We started off by thinking: where can we find a social inequality that we can define with data? Then, we thought, what's a state institution that nearly everyone has context for? The high school experience.
Quality of high school education and support can largely shape peoples' lives, and a bad experience can reflect on a student's entire life just as much as a good experience can. Different public high schools give students different experiences and quality of education (just based our lives), but how can we define that?
After looking at the Texas Education Agency's website, we found that public schools are largely funded by the state's property taxes. It seemed obvious to us that areas with poorer people and therefore less property owned would have less money going into their schools. But we want to measure this: the metrics we chose to index quality of opportunity by were dollars spent per student, average income, and graduation/dropout rates.
What it does
Our project shows information about student success in relation to their school's support system, by a couple different metrics. Users can toggle between viewing the completion rate of high school students in each county or how a county scores on our 'Opportunity Index.' Users can also view the complete data in a table below our Texas county map, as well as each individual data point when you hover over the county in the map.
The Opportunity Index
Our Opportunity Index is calculated by performing a regression with county income and operating expenditures as predictors for the 5-year completion rate. The difference between the actual completion rate and the expected rate is the index.
There's four datasets in our app: Consumer Price Index (CPI) Data for inflation adjustments, Texas County Income Data, 5 Year Extended Graduation and Dropout Data in Texas, and Texas School District Operating Expenditures.
How we built it
First step to any good data driven application is cleaning, and boy was there a lot to clean. The dataset we were using included juvenile detention centers and alternative schools (on top of the normal invalid data issues).
Our "website" runs on streamlit - an easy way for our info to look clean and formatted in a webpage. From there, we generate the map plot using plotly express' choropleth_mapbox function along with Texas counties' FIPS numbers and geographical information from the plotly datasets on github.

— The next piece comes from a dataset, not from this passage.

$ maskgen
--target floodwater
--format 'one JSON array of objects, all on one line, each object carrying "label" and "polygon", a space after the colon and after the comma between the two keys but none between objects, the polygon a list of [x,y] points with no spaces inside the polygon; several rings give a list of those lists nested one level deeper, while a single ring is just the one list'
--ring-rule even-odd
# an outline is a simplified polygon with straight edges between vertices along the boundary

Visualizing and recognizing educational & opportunity imbalance is only the first step. School districts and state legislators can work together to use our indexing method to make better decisions on how to best allocate funding and shift focus to areas that need more support.

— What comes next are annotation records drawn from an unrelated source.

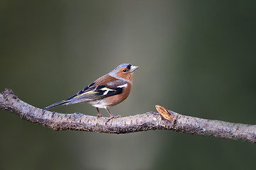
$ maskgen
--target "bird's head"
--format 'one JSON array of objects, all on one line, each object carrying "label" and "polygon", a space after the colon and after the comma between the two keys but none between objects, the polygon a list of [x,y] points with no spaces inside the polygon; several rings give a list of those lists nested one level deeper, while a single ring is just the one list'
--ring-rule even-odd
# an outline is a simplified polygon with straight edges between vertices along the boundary
[{"label": "bird's head", "polygon": [[122,64],[111,72],[109,74],[114,77],[132,81],[133,72],[138,68],[138,67],[130,64]]}]

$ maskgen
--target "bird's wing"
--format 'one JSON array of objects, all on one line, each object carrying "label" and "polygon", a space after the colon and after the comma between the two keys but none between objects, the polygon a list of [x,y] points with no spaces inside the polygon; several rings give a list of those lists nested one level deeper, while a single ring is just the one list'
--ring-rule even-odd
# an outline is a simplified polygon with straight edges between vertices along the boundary
[{"label": "bird's wing", "polygon": [[63,105],[99,100],[116,94],[120,94],[126,86],[127,86],[126,81],[120,80],[106,74],[83,88],[74,95],[64,101],[47,106],[44,110],[48,110]]},{"label": "bird's wing", "polygon": [[[81,100],[81,102],[84,102],[99,100],[121,94],[123,88],[126,86],[127,82],[126,81],[118,79],[107,74],[81,89],[77,94],[65,101],[78,101]],[[71,103],[73,103],[73,102]],[[79,101],[75,103],[79,103]]]}]

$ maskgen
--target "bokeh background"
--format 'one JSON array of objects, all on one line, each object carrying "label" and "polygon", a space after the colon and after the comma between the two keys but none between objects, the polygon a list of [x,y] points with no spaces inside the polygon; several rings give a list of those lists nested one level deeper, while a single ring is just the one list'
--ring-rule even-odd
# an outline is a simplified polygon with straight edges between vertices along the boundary
[{"label": "bokeh background", "polygon": [[[0,1],[0,91],[38,108],[121,63],[140,67],[123,116],[159,104],[256,123],[255,1]],[[62,113],[96,115],[76,104]],[[0,110],[0,169],[248,169],[256,146],[155,130],[53,131]],[[101,110],[105,116],[108,113]]]}]

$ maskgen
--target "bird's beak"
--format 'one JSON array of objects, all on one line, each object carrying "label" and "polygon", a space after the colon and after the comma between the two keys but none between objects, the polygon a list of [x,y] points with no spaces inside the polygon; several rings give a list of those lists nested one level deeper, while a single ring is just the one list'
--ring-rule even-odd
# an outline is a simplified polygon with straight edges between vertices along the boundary
[{"label": "bird's beak", "polygon": [[138,69],[138,66],[131,66],[130,69],[130,72],[133,72],[134,71]]}]

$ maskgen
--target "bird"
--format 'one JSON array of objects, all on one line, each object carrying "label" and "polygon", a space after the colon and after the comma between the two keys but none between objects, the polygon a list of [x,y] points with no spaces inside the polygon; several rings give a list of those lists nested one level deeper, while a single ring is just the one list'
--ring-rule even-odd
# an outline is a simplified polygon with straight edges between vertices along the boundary
[{"label": "bird", "polygon": [[73,96],[50,105],[43,110],[85,102],[96,108],[97,118],[102,117],[99,108],[105,108],[108,111],[110,115],[108,120],[119,118],[120,115],[114,116],[108,108],[119,104],[129,96],[133,86],[133,72],[138,68],[130,64],[121,64]]}]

Everyone in the US deserves a change to succeed, and that begins at the high school level, giving students the tools they need to have good lives and make a difference in our society. We want to remove obstacles to upward social mobility, not create more.
Challenges I ran into
We had a whale of a time getting those darned tooltips to show up on hover! We tried many different methods for mapping the data, and finally finding one that worked (even one that showed up at all!) was a major feat for us.
One of our team members had issues with setting up his python environments & getting the correct packages/libraries installed, which seems to be a common problem with python.

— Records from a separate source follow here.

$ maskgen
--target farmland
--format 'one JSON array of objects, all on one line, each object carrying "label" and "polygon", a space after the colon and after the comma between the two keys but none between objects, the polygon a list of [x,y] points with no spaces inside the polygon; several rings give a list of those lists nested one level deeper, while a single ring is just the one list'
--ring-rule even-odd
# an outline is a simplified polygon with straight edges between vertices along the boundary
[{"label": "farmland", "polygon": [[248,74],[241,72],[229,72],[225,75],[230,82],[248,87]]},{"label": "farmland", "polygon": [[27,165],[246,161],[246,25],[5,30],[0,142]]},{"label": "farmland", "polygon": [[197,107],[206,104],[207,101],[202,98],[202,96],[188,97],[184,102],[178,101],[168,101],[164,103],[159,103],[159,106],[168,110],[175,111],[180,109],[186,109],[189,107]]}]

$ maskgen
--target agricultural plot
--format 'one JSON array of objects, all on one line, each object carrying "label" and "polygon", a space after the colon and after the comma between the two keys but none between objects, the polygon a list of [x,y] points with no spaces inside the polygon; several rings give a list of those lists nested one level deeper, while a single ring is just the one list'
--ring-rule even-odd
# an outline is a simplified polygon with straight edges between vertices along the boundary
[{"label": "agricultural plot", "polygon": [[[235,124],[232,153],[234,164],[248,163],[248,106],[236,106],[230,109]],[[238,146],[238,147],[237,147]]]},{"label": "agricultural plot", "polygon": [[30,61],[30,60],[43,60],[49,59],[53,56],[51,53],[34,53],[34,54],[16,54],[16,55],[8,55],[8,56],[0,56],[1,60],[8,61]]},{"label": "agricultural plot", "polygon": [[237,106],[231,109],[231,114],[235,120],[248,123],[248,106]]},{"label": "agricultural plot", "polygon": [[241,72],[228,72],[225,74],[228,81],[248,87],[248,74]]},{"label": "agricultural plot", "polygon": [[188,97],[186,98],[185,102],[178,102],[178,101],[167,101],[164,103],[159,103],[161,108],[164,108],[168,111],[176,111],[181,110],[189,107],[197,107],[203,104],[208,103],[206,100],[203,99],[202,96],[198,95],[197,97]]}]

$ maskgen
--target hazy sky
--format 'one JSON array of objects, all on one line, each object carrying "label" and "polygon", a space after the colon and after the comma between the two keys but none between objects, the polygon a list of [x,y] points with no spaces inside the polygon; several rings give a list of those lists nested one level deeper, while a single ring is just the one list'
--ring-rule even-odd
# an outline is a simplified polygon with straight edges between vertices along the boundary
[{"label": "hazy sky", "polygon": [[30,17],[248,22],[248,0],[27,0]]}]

Accomplishments that I'm proud of
Finding streamlit got our project off on the right foot - because we were able to "deploy" a clean looking site so quickly, and see what was even possible in a very short timeframe. Getting the map to not only work, but work correctly (and with interactivity!) was a huge accomplishment.
What I learned
Don't use deprecated functions! They will only hurt you.
What's next for Texas' Hidden Talent
We'd like to add more metrics into our indexing system - such as standardized test scores, college admissions rates, . We also would love to add more interactivity to our map, such as a search function for specific counties, and integration for school districting maps rather than generalizing to counties. We'd also love to roll this project out for the entire US rather than only focusing on Texas.